Ask HN: Anyone developed larger web app with a micro framework? Thoughts... - snapple

Hello HN,<p>I am kind of stuck and could use some advice from the community.<p>I have an idea for a larger web app (multiple auth methods, a lot of dynamic pages with forms, etc.) and would like to develop it using ruby as a main language for the backend.<p>I developed few websites before with PHP, using various frameworks, such as Zend, Kohana, CI. I've also used ruby for small personal projects and tried both Sinatra and Rails. Between the two, I prefer a small micro framework as it gives me a feeling of a more control and less of a glue-together things approach.<p>I know that Rails would be an ideal framework for this kind of web app, there are a lot of gems that solve most common features (auth, forms etc).<p>So I wonder if anyone here went with a micro framework route and had no regrets at the end, even if a lot of time was wasted by re-inventing the wheels.<p>Another issue is the structure of code / files using a micro framework. I would hate to end up having insane amount of folders / files that would end up looking just like Rails, but the idea of throwing everything into a single file is also questionable.<p>So any thoughts and suggestions are more than welcome.
======
hayley
Since it sounds like you haven't yet started coding, I would argue that the
most important question to ask yourself is which framework makes you most
excited about jumping in and coding something _now_.
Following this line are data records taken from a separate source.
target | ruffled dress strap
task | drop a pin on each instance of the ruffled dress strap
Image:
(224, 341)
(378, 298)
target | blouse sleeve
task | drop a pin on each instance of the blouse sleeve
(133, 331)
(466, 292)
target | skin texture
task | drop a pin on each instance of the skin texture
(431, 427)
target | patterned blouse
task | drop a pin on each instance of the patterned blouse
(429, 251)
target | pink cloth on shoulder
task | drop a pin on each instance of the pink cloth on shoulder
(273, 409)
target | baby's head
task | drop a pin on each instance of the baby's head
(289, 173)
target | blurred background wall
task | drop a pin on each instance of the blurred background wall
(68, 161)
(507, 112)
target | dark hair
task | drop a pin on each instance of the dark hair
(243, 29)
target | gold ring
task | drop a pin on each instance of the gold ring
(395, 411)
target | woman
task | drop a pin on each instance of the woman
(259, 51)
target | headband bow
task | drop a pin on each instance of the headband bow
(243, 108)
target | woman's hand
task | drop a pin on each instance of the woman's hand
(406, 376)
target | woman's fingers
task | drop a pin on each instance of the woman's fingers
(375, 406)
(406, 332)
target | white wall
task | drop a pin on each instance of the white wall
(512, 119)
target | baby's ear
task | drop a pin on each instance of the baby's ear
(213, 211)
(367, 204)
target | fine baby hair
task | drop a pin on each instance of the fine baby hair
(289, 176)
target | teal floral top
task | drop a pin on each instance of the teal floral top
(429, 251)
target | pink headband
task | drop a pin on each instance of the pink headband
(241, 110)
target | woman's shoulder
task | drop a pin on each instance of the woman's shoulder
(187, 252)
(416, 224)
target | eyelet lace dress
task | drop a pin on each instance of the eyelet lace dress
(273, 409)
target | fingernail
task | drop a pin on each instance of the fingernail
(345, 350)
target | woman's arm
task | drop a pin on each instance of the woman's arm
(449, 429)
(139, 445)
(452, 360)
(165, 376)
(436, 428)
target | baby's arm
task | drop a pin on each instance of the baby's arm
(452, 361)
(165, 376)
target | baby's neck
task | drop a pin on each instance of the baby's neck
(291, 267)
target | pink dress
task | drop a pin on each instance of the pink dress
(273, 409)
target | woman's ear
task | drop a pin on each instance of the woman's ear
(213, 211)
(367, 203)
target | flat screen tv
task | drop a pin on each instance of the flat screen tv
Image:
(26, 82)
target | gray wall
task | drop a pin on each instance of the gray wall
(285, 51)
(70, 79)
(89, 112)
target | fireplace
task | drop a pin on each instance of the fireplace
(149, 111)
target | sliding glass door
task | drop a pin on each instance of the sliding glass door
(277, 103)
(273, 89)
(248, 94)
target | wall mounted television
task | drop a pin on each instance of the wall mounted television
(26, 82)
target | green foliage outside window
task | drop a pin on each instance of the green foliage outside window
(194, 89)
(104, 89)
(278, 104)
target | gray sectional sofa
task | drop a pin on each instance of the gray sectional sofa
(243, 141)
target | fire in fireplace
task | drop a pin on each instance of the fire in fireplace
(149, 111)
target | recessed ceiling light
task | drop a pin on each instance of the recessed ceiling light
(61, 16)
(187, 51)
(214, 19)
Since both frameworks are Ruby, I'd hope that it wouldn't be too big of a deal
to decide to change from one to the other in the middle of the project, unlike
a full blown language change.

Me personally, I came from the Python world and started out with Ruby on
Rails. But I didn't spend enough time with it to ever get out of the stage
where it felt like I was working with a black box.

I tried Sinatra on a project and quickly "clicked" with it and I haven't used
RoR since.

My biggest project runs on Sinatra, but the caveat there is that probably
90-95% of the current code has nothing to do with the framework.

I have seen the number of files grow to the point where I start wondering if I
would've been better off with Rails where there would be a specific location
for everything. On the other hand, I get to decide where stuff should go, and
more important to me is that everything that is there is something _I put
there_. Whereas, with Rails, I found I was wasting time trying to wade through
all of the skeleton files to find where I had actually written some code. But
again, I chalk that up to the fact that I never moved out of the black box
phase.

As to reinventing the wheel, depending on your motivation, reinventing the
wheel isn't necessarily so bad as you'd learn a lot along the way. And if you
_enjoy_ it, then I'd argue that would be more important than being half
hearted on something where gems already exist for what you want.

So again, I'd say to pick whichever one motivates you to get started _now_.

Good luck.

------
maxdemarzi
A large web app can be broken down in to a collection of small services.

You have a main Rails app as the glue and these small services can be done in
Sinatra fulfilling specific needs of the App.